SMIT - Het ellendige verschijnsel van dichters die ‘leeglopen’, die het niet meer ‘doen’. Vanavond zat ik in Marsman te lezen, ik vond het grootspraak, rethoriek. Een paar van zijn ‘Hollandse’ gedichten hadden het gehouden, gedichten waarin een calvinistisch landschap op een calvinistische manier woord werd. Eigenlijk vond ik het verschrikkelijk. Ik herinnerde mij de geestdrift waarmee ik een kwarteeuw geleden die gedichten voor het eerst las, ik herinner mij Marsman zelf, aan wie ik niet dan met grote, zeer persoonlijke dankbaarheid kan terugdenken. Ik herinner mij dat ik, bijna dertig jaar geleden, op zijn
| |
| |
kamer in Utrecht luisterde naar wat hij over mijn eerste verzen zei. Hij had ze - als de slappe, epigonistische aftreksels die ze zijn - rustig van de tafel kunnen vegen. Dat deed hij niet. Hij sprak er lang, geduldig en ernstig over. Ik zat iets lager dan hij. Nog zie ik schuin boven mij zijn germaanse kop, zijn blauwe ogen, zijn athletische gestalte. De heros van het geweldige ‘Paradise regained’, de vorst die zich aandachtig boog naar de schildknaap. Die aandacht heeft mij enorm geholpen, het is eigenlijk Marsman die mijn eerste bundel ‘Voorspel’ heeft samengesteld. Dat zijn verzen mij nu niets meer doen, dat ik geloof dat het eigenlijk geen goede verzen zijn, vind ik zoiets als een persoonlijk verraad. Hij heeft het niet aan mij verdiend, maar ik kan het niet helpen.

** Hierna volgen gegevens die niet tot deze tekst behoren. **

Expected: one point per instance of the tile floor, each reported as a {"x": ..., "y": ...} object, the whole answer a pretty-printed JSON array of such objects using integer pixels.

Het is natuurlijk een kwestie van groei. Iedereen heeft het, geloof ik, met veel dingen waarmee hij zo rond zijn achttiende jaar heeft gedweept. Is het soms ook een zaak van onbewuste rancune, door de oudere man gekoesterd tegen de achttienjarige die hij was? En óók nog is? Ik herinner mij de romantische verrukking die mij doorvoer bij het tweede thema uit het eerste deel van Beethoven's vioolconcert. Tegenwoordig krijg je me met dit stuk het huis uit. Ik kan het niet hóren. Maar dat is natuurlijk ‘ergens’ niet eerlijk want, hoe dan ook, het is een respectabel stuk muziek. En andersom: vroeger vond ik Mozart een componist van lieve, hoewel enigszins onnozele muziek. Nú kan ik hem dag en nacht beluisteren, komt allereerst Mozart, dan een poosje niets, dan Bach en vlak daarna misschien Schubert, misschien de late Bartok. Enfin, ik vind het maar een gecompliceerde aangelegenheid. Dat met Marsman zit mij toch flink dwars. Misschien helpt het me juist dáárdoor eruit te komen.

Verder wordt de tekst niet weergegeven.